Another dud for Harbaugh, Wolverines brings torrent of questions

9/2/2018
BY KYLE ROWLAND
BLADE SPORTS WRITER
  • Michigan-Notre-Dame-Football-38

    Notre Dame quarterback Brandon Wimbush runs through Michigan defenders in the second half of Saturday's game in South Bend, Ind. Notre Dame won 24-17.

    ASSOCIATED PRESS

  • SOUTH BEND, Ind. — Perhaps Jim Harbaugh wishes he endured an offseason scandal.

    Anything to redirect attention from what’s occurring on the field.

    Notre Dame Stadium played host to another Harbaugh-produced dud Saturday night, an evening that went from sanguine to inauspicious as quickly as you can travel 96 yards in seven plays. It was as dispiriting as it was cautionary.

    As Harbaugh and a handful of players filed into an overflowing media room for postgame interviews after their 24-17 defeat, a similar theme came from the mouth of each respondent: show resolve, fight hard, be resilient, compete to the end, dig deep.

    If it sounds familiar, that’s because it is. The same message was used last November and the November before that. It’s what teams that lose say, and Michigan’s done a lot of that lately. Since starting his Michigan tenure 19-3, Harbaugh is 9-9 in the past 18 games.

    Even worse, UM is in the midst of its first four-game losing streak since the Rich Rodriguez era. Not even Michigan punching bag Brady Hoke experienced a stretch this bad.

    The buildup all summer centered on this game, the return of a time-honored rivalry with Notre Dame and the restoration of Michigan football into the spotlight with a modern, dynamic offense. But an entirely different story unfolded in the shadows of the Golden Dome.

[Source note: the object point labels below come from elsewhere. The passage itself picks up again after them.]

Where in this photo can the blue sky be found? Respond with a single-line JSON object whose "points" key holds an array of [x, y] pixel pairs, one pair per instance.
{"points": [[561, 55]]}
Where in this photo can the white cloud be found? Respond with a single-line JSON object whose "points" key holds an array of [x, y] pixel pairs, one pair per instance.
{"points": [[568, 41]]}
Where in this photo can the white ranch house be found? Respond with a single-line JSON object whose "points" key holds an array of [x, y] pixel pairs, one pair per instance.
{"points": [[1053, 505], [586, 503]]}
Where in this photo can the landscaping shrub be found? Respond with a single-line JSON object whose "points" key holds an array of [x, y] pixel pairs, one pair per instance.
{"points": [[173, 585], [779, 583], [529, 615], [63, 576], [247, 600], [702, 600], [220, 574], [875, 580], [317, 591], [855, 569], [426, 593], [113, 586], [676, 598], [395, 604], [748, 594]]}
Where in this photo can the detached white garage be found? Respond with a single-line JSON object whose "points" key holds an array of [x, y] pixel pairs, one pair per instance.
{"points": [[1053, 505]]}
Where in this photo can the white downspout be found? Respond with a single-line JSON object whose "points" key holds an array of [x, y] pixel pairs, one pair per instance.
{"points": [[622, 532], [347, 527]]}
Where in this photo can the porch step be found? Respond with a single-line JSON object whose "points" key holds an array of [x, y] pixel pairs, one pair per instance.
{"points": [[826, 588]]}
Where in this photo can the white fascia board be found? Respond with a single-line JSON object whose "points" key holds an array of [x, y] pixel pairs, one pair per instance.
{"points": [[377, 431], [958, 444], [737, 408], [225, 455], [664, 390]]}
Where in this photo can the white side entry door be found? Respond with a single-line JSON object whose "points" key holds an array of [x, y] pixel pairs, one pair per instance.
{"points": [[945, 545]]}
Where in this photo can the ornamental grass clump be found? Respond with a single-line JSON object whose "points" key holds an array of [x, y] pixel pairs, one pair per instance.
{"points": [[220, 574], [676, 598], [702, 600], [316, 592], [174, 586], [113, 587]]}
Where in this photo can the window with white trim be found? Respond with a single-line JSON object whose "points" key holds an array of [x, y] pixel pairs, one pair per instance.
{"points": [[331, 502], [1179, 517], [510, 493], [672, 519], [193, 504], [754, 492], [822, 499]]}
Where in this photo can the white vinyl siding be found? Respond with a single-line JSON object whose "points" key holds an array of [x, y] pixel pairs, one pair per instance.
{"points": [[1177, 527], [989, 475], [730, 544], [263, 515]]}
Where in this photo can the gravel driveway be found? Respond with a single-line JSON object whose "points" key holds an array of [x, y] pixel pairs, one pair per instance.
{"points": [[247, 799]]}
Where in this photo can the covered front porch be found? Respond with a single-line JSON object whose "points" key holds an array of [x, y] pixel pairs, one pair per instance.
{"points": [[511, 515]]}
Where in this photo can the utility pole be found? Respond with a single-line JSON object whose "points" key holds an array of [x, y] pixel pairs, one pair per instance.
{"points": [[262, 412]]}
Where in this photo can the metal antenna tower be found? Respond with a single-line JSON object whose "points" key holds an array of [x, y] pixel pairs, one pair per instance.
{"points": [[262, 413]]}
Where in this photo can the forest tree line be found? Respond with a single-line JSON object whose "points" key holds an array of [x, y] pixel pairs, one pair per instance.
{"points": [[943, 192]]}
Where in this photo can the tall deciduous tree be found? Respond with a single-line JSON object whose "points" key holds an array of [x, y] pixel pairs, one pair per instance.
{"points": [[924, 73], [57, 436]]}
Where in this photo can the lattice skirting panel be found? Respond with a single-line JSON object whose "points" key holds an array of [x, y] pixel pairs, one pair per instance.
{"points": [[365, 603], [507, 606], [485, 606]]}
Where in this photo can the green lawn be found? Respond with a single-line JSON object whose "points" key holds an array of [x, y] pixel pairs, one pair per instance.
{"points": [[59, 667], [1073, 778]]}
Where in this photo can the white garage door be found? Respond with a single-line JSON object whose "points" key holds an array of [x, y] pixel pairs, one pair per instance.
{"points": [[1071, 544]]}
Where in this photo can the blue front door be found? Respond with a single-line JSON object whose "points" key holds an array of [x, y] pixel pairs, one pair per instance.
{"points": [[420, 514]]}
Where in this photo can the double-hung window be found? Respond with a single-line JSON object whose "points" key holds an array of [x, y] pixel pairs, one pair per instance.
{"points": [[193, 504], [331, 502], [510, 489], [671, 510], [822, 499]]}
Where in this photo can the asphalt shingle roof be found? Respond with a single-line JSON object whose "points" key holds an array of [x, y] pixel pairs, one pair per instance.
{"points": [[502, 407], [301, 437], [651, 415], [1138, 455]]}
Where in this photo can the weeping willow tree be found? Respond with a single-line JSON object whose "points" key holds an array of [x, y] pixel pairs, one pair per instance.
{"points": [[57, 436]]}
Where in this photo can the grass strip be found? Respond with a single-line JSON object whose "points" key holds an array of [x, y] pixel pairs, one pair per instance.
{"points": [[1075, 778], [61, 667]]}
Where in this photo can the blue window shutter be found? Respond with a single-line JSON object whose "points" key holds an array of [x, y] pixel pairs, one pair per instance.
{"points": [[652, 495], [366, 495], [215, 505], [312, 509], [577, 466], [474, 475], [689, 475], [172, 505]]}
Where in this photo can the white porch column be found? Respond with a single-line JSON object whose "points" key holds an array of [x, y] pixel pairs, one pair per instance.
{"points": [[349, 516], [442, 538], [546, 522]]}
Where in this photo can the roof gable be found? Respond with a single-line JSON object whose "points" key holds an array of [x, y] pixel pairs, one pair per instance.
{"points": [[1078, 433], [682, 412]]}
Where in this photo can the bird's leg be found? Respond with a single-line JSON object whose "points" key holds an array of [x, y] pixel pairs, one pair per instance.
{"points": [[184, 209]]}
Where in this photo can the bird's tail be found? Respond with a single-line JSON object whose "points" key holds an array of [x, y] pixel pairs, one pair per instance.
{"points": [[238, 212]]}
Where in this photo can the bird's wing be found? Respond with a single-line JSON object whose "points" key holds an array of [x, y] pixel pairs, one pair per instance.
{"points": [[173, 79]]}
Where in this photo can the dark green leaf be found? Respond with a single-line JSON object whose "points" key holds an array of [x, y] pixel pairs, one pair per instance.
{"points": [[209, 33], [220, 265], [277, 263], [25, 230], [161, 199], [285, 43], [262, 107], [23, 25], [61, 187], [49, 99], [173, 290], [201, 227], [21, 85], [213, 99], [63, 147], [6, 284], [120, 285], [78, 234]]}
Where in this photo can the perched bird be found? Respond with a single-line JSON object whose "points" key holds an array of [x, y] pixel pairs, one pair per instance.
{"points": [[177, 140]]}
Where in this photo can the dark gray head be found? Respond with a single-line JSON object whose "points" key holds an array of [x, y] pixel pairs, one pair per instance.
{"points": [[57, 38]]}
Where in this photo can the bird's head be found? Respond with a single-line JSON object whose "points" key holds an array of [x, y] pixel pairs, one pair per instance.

    The same rustic offense was unveiled, just with a better quarterback. Harbaugh and Pep Hamilton called another unimaginative game, with nary a hint of the explosive wide open offense discussed in August. In truth, it didn’t look too different from last season — a poor offensive line, a run game that couldn’t find space, and average receivers. In Michigan’s four consecutive losses, the offense has scored six touchdowns.

    If the offensive line fails to block, it doesn’t matter how enterprising quarterback Shea Patterson is because his ability to make the right play is hindered.

    “There’s a lot of potential,” Patterson said. “We’ve just got to learn from it. It’s a long season.”

    “We played hard,” said senior running back Karan Higdon, who finished with 72 yards and a touchdown. “We played all four quarters. We can’t let this game define us.”

    Defensive breakdowns in the first half only added to Michigan’s misery. Notre Dame scored on drives of 75 and 96 yards on its first two possessions, gaining chunks of yards with little resistance. There were missed tackles, careless penalties on third downs, and missed assignments that allowed the Irish offense to stay on the field.

    Senior defensive end Chase Winovich, who had a costly third-down roughing the passer penalty, said earlier in the week the team’s trajectory would be revealed in South Bend. So what does that mean now?

    “Sometimes quotes don’t age very well,” Winovich said. “If there’s anything about the trajectory, I’d say we were battling out there and sometimes things don’t go your way. That’s life. That’s football on the road under the lights. We’re just going to move on, and we’re going to keep at it. We’re coming together. In the locker room, one thing I did note, there wasn’t a lot of blaming.”

    There’s plenty to go around. The offense didn’t move the football efficiently, the defense was uncharacteristically undisciplined, and the coaching staff — starting at the top — was outsmarted and startlingly ill-prepared.

    One can’t lose sight of Notre Dame, ranked 12th, looking like a top-10 team. At the same time, it appears Michigan is the same team that can’t win a big game or beat anyone of substance on the road.

    “It’s a beginning for us,” Harbaugh said. “We’re not treating it like the end.”